Daar is Liesbeth Mende in haar debuut echter niet in geslaagd. Het is een zuiver lineair verhaal geworden, verteld in veel kleine paragrafen. Het zijn telkens mooi afgeronde naast elkaar gezette scènes. Die techniek van juxtapositie bezorgt de roman een egaal, bijna monotoon ritme. Bovendien verloopt de evolutie van verhaal en personages te traag om die monotonie te verdoezelen. Ook stilistisch neemt de auteur geen risico. Ze schrijft in een eenvoudige taal zonder franjes.

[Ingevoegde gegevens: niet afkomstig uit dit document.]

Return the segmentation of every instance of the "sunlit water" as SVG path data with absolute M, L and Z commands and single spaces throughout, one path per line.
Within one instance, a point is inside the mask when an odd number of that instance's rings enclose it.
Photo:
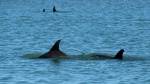
M 0 9 L 1 84 L 150 82 L 148 0 L 3 0 Z M 30 59 L 58 39 L 70 58 Z M 123 61 L 90 58 L 120 49 Z

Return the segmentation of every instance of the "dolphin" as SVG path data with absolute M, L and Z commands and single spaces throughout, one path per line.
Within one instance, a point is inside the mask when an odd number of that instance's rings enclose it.
M 56 8 L 55 8 L 55 6 L 53 7 L 53 12 L 56 12 Z
M 49 52 L 39 56 L 38 58 L 53 58 L 53 57 L 67 57 L 67 54 L 65 54 L 64 52 L 62 52 L 59 49 L 59 43 L 61 40 L 58 40 L 53 47 L 50 49 Z
M 123 52 L 124 52 L 124 50 L 121 49 L 120 51 L 118 51 L 118 53 L 114 57 L 107 56 L 107 55 L 93 55 L 92 57 L 99 57 L 102 59 L 120 59 L 120 60 L 123 60 Z

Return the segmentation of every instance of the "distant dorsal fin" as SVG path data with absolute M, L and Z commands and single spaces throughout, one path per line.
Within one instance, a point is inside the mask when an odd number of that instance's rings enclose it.
M 115 55 L 115 57 L 114 57 L 114 59 L 123 59 L 123 52 L 124 52 L 124 50 L 123 49 L 121 49 L 116 55 Z
M 59 43 L 61 40 L 58 40 L 53 47 L 50 49 L 50 51 L 59 51 Z
M 56 8 L 55 8 L 55 6 L 53 7 L 53 12 L 56 12 Z

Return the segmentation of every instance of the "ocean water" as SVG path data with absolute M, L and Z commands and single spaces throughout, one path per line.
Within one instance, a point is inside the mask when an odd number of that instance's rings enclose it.
M 150 83 L 149 0 L 2 0 L 0 9 L 1 84 Z M 58 39 L 70 58 L 30 58 Z M 120 49 L 124 60 L 89 59 Z

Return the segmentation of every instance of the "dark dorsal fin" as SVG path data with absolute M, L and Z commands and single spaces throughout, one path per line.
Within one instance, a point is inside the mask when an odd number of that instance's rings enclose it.
M 50 51 L 59 51 L 59 43 L 61 40 L 58 40 L 53 47 L 50 49 Z
M 56 12 L 56 8 L 55 8 L 55 6 L 53 7 L 53 12 Z
M 116 55 L 115 55 L 115 57 L 114 57 L 114 59 L 123 59 L 123 52 L 124 52 L 124 50 L 123 49 L 121 49 Z

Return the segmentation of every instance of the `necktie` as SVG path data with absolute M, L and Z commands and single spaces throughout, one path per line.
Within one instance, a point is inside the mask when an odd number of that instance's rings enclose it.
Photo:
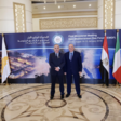
M 70 53 L 70 60 L 72 60 L 72 53 Z
M 56 53 L 56 57 L 58 57 L 58 54 Z

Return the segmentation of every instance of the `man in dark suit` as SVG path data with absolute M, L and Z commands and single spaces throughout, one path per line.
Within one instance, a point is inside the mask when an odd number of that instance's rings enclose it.
M 54 97 L 55 93 L 55 82 L 56 79 L 59 81 L 60 99 L 64 98 L 64 65 L 65 57 L 64 54 L 59 52 L 59 45 L 54 45 L 54 53 L 50 54 L 49 63 L 51 66 L 51 99 Z
M 73 76 L 77 95 L 80 95 L 80 75 L 82 72 L 82 62 L 79 52 L 75 51 L 73 44 L 69 44 L 69 52 L 65 53 L 65 75 L 67 77 L 67 95 L 71 93 L 71 79 Z

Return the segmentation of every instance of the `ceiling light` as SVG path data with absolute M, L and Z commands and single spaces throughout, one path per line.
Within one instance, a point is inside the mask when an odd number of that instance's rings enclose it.
M 73 8 L 76 8 L 76 4 L 73 4 Z
M 58 5 L 58 9 L 60 9 L 60 5 Z
M 89 4 L 89 6 L 91 8 L 91 4 Z

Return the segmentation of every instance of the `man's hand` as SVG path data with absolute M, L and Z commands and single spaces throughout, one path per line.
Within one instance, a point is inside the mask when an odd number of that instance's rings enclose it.
M 55 70 L 56 70 L 56 71 L 59 71 L 59 67 L 55 67 Z
M 81 72 L 81 71 L 79 71 L 79 75 L 80 75 L 80 76 L 81 76 L 81 73 L 82 73 L 82 72 Z

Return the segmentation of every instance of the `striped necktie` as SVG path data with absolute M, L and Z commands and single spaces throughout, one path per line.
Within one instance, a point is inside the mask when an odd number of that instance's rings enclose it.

Hier en daar krijgt de lezer een beschrijvend adjectief of een beeld maar doorgaans heerst een objectieve, kale, registrerende toon. Daar is op zich niets mis mee maar tegen het licht van een dun verhaal met een voor de hand liggende structuur had het iets meer mogen zijn. Afhaalmeisje is een debuut dat weliswaar beloften in zich houdt maar die er bij deze eerste geut niet zijn uitgekomen.
[Frank Tubex]
| |
Guido van Heulendonk
Terug naar Killary Harbour. De Arbeiderspers, Amsterdam, 2004, 238 p. € 17,95
In Terug naar Killary Harbour vervlecht Guido van Heulendonk twee verhaallijnen. De verteller blikt terug op de zomer van 1972. Zijn vader was pas gestorven en hij werkte twee maanden lang in een ijssalon aan de Belgische kust. Het was de zomer van zijn liefde voor Adinda. En in die periode leerde hij ook twee jongeren uit Noord-Ierland kennen. Omwille van zijn vriendschap met de Ierse Maureen, heeft Adinda hem laten zitten. Daarnaast maakt het verhaal een sprong in de tijd, naar vandaag. De verteller leeft van zijn erfenis teruggetrokken in zijn geboortedorp Wintervelde. Hij heeft zijn baan als journalist opgegeven en is een soort ‘toeschouwer’ geworden. Zijn relatie met Joke loopt stilaan ten einde. Intussen is ook Adinda, en met haar zijn verleden, weer opgedoken: Adinda is inmiddels burgemeester geworden van Wintervelde geworden. De gevoelens van de verteller flakkeren weer op maar worden andermaal niet beantwoord, wat uiteindelijk zorgt voor een verrassende ontknoping. Van Heulendonk verwerkt in zijn roman grote actuele thema's als de ongeloofwaardigheid van de politiek, nationalisme en extreem rechts, de Belgische ziekte(n).... De intellectuele afstandelijkheid waarmee de verteller wat er rondom hem gebeurt analyseert en becommentarieert laat Van Heulendonk toe zijn talent voor rake, spitse formuleringen te etaleren. Ook de constructie van het verhaal zit erg knap in elkaar. Nadeel van de afstandelijkheid is dan weer dat personages en verhaal weinig empathie opwekken.